Les scientifiques vont rechercher la matière noire au fond d’une mine d’or

On pense que la matière noire est cinq fois plus répandue dans l’univers que la matière ordinaire. Mais elle interagit si faiblement avec d’autres matières – comme les protons et les électrons qui nous entourent – que, jusqu’à présent, elle a défié nos tentatives de détection directe.

Elle n’interagit même pas avec la lumière, c’est pourquoi nous l’appelons matière noire, mais cela ne signifie pas qu’elle est impossible à détecter.

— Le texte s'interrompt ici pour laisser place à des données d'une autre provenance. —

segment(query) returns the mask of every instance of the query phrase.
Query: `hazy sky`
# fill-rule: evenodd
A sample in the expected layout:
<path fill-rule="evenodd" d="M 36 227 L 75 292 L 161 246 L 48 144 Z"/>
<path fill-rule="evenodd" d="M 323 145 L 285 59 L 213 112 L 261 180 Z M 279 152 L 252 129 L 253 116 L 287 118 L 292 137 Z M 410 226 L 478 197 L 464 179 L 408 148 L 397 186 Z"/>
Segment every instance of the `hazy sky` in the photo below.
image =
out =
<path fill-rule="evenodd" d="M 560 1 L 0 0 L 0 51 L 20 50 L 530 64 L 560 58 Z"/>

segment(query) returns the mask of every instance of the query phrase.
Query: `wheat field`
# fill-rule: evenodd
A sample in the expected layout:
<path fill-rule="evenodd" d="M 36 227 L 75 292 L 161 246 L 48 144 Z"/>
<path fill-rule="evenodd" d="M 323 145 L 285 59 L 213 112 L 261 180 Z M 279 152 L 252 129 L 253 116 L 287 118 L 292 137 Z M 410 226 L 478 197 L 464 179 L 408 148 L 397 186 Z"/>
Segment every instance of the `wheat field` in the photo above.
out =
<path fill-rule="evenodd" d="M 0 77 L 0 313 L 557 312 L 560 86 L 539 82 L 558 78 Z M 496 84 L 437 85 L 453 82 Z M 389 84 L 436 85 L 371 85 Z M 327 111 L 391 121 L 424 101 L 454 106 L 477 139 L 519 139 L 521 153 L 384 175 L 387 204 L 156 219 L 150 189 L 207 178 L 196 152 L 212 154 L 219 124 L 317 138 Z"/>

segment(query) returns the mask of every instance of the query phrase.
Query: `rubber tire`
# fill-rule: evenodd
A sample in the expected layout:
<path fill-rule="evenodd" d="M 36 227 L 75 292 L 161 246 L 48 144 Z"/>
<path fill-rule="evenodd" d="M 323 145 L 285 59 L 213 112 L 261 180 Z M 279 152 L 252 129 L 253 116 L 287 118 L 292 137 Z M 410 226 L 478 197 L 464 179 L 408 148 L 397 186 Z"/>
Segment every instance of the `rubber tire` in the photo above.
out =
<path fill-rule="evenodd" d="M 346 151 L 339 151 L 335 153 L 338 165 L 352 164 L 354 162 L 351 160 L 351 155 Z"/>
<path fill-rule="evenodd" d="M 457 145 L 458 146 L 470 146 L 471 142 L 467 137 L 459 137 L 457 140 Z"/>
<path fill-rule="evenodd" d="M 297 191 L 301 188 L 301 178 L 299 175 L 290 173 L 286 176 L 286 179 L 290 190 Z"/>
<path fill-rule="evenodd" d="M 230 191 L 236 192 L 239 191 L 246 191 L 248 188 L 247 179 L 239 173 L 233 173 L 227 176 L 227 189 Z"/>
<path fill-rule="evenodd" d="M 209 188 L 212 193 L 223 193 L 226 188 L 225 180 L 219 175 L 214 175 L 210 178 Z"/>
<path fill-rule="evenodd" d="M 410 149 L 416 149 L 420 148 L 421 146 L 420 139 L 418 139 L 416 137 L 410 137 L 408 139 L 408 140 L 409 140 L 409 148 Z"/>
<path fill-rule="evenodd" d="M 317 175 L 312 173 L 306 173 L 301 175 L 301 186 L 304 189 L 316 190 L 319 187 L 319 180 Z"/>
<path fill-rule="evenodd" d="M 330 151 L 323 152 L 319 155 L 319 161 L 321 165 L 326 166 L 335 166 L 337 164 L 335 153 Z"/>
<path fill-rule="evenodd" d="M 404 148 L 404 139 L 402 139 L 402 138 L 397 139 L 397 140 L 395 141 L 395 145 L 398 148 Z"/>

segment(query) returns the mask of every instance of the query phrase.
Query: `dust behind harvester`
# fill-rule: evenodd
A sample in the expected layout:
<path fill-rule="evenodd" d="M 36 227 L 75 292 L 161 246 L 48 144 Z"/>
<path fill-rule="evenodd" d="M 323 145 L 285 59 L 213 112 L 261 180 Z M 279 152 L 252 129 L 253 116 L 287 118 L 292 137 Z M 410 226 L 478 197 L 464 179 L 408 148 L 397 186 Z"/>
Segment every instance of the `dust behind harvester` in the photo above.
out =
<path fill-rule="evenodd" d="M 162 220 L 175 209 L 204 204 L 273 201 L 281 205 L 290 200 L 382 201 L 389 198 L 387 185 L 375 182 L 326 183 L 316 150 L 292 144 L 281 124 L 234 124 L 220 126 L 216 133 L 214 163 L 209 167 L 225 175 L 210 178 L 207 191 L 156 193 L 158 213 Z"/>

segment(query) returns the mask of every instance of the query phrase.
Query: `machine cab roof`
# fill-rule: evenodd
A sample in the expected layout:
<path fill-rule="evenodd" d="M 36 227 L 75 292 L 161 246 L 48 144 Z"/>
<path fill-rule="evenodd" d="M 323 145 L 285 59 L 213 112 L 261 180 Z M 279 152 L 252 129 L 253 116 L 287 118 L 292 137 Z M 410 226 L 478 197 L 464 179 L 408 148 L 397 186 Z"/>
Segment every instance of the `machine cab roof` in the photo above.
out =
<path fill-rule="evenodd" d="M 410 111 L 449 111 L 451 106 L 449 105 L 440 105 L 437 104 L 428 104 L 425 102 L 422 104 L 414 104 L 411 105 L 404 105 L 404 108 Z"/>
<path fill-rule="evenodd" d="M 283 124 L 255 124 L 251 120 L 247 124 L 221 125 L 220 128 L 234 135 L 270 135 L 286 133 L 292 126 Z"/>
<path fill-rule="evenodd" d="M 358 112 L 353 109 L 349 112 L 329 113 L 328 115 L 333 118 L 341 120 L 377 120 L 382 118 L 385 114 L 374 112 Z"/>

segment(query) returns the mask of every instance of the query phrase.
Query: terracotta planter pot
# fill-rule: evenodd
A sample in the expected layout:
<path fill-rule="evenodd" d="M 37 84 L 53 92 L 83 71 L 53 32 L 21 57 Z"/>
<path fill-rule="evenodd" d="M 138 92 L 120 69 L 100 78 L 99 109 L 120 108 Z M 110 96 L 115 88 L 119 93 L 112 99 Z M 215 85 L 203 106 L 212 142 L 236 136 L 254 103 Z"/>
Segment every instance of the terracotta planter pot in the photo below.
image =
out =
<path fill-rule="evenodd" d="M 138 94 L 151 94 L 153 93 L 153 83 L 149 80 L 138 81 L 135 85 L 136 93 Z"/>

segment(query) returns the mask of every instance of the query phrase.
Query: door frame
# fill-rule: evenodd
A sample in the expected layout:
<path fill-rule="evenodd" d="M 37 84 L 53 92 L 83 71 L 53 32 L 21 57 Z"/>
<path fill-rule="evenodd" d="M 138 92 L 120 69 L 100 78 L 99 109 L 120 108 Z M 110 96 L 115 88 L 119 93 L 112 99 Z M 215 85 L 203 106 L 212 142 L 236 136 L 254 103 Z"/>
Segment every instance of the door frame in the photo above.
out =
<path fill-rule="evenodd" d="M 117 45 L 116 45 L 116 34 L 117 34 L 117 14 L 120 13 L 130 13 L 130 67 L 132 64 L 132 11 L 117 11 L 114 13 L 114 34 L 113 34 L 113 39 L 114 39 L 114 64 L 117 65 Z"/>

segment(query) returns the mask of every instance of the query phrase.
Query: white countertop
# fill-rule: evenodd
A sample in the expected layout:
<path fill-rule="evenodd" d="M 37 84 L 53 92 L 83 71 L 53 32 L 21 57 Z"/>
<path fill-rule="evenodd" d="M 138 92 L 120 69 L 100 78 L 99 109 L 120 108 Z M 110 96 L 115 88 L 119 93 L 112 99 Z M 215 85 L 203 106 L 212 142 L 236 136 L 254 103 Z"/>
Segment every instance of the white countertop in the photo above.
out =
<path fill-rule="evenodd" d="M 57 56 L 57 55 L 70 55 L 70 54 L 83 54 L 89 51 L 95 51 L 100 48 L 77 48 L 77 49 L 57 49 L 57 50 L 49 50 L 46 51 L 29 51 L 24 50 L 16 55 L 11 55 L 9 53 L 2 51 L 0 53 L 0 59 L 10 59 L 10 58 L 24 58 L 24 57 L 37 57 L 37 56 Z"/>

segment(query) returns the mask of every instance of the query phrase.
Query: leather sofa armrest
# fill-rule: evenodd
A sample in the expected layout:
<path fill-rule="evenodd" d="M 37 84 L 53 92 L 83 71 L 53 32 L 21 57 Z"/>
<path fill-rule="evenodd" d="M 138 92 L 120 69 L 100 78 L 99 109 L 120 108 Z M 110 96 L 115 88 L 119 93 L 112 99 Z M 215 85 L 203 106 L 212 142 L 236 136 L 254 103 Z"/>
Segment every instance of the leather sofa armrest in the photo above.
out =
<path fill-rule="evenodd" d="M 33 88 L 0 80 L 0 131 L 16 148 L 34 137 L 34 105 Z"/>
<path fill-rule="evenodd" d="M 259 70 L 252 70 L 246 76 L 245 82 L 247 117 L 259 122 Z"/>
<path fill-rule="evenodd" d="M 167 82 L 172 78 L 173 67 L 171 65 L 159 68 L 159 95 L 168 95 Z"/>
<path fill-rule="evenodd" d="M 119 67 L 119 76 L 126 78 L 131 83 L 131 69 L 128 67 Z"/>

Nous pouvons rechercher la matière noire de plusieurs façons.

Nous pouvons essayer de produire de la matière noire à l’aide d’accélérateurs de particules à haute énergie, comme le Grand collisionneur de hadrons du CERN.

Nous pouvons également examiner les régions de l’espace où la matière noire est concentrée, par exemple au centre des galaxies, à la recherche de signes de désintégration de la matière noire en matière ordinaire.

Enfin, nous pouvons rechercher directement des signaux de matière noire en construisant des détecteurs très sensibles capables de détecter lorsqu’une particule de matière noire entre en collision avec une particule de matière ordinaire.

En janvier 2017, les travaux de construction d’un tel détecteur commenceront, à un kilomètre sous terre dans la mine d’or de Stawell, dans l’État de Victoria.

De nombreuses recherches directes de la matière noire sont en cours dans le monde, mais l’expérience du Stawell Underground Physics Laboratory (SUPL) sera la première de ce type dans l’hémisphère sud.

Si nous plaçons les capteurs si profondément sous terre, c’est pour éviter qu’ils ne soient submergés par le bruit indésirable des rayons cosmiques, ces particules de haute énergie qui pleuvent constamment sur la Terre.

Ces rayons cosmiques sont très énergétiques, il faut donc beaucoup de matériel pour les bloquer et les empêcher d’interférer avec l’expérience.

Jusqu’à présent, il n’y a eu qu’une seule déclaration de détection directe de la matière noire par l’expérience DAMA-LIBRA, située dans les profondeurs du laboratoire du Gran Sasso, en Italie.

Elle a utilisé des cristaux d’iodure de sodium dopés au thallium, qui devraient émettre un flash lumineux à peine perceptible si la matière noire entre en collision avec les atomes de matière ordinaire dans les cristaux.

Cependant, cette détection semble être en contradiction avec d’autres expériences. Celles-ci utilisent des matériaux cibles et des méthodes de détection différents, comme les expériences LUX et XENON, qui n’ont pas vu de signaux de matière noire et ont une plus grande sensibilité.

Il s’est avéré très difficile de construire des théories de la matière noire qui permettent à DAMA-LIBRA d’être cohérent avec ces autres recherches expérimentales.

De la matière noire en toutes saisons

On pense que notre galaxie spirale tourne à l’intérieur d’une vaste mer diffuse de matière noire statique. Alors que la galaxie tourne à travers la matière noire, le Soleil subit un “vent” constant de matière noire.

Comme la vitesse de la Terre par rapport à la mer de matière noire qui l’entoure change lorsque la Terre tourne autour du Soleil, nous nous attendons à voir une variation du signal de matière noire au cours d’une année. Cette variation s’appelle une modulation annuelle.

C’est ce que DAMA-LIBRA a signalé. Grâce à une expérience nouvelle et améliorée, appelée SABRE, avec des détecteurs dans les deux hémisphères, nous pouvons exclure tout effet saisonnier qui pourrait donner l’apparence d’une modulation annuelle.

Nous pensons que la mine d’or de Stawell est l’endroit idéal pour réaliser cette expérience. Il s’agit d’une “mine en déclin”, ce qui signifie qu’il y a un chemin en pente menant sous terre qui s’enroule sur lui-même.

Il faut 30 minutes de route pour descendre 15 km de galeries souterraines sinueuses avant d’atteindre le site du laboratoire SUPL.

Le laboratoire principal sera logé dans un vide de 10 mètres de large et de 35 mètres de long, fraîchement creusé dans la roche.

Les murs du vide seront renforcés par des dizaines de longs boulons pénétrant profondément dans la roche environnante, puis les murs seront recouverts d’une épaisse couche de béton projeté pour plus de stabilité.

L’excavation et le renforcement auront lieu au début de 2017 et le laboratoire sera construit à la mi-2017. La composante sud de l’expérience SABRE sera installée dans le laboratoire et commencera à fonctionner à la fin de 2017.

Le laboratoire SUPL devrait accueillir plusieurs autres expériences dans les années à venir, allant de la physique nucléaire aux études des systèmes biologiques dans des environnements extrêmes et à faible rayonnement.

Nous espérons que cette expérience fournira enfin des preuves claires de l’existence de l’insaisissable matière noire.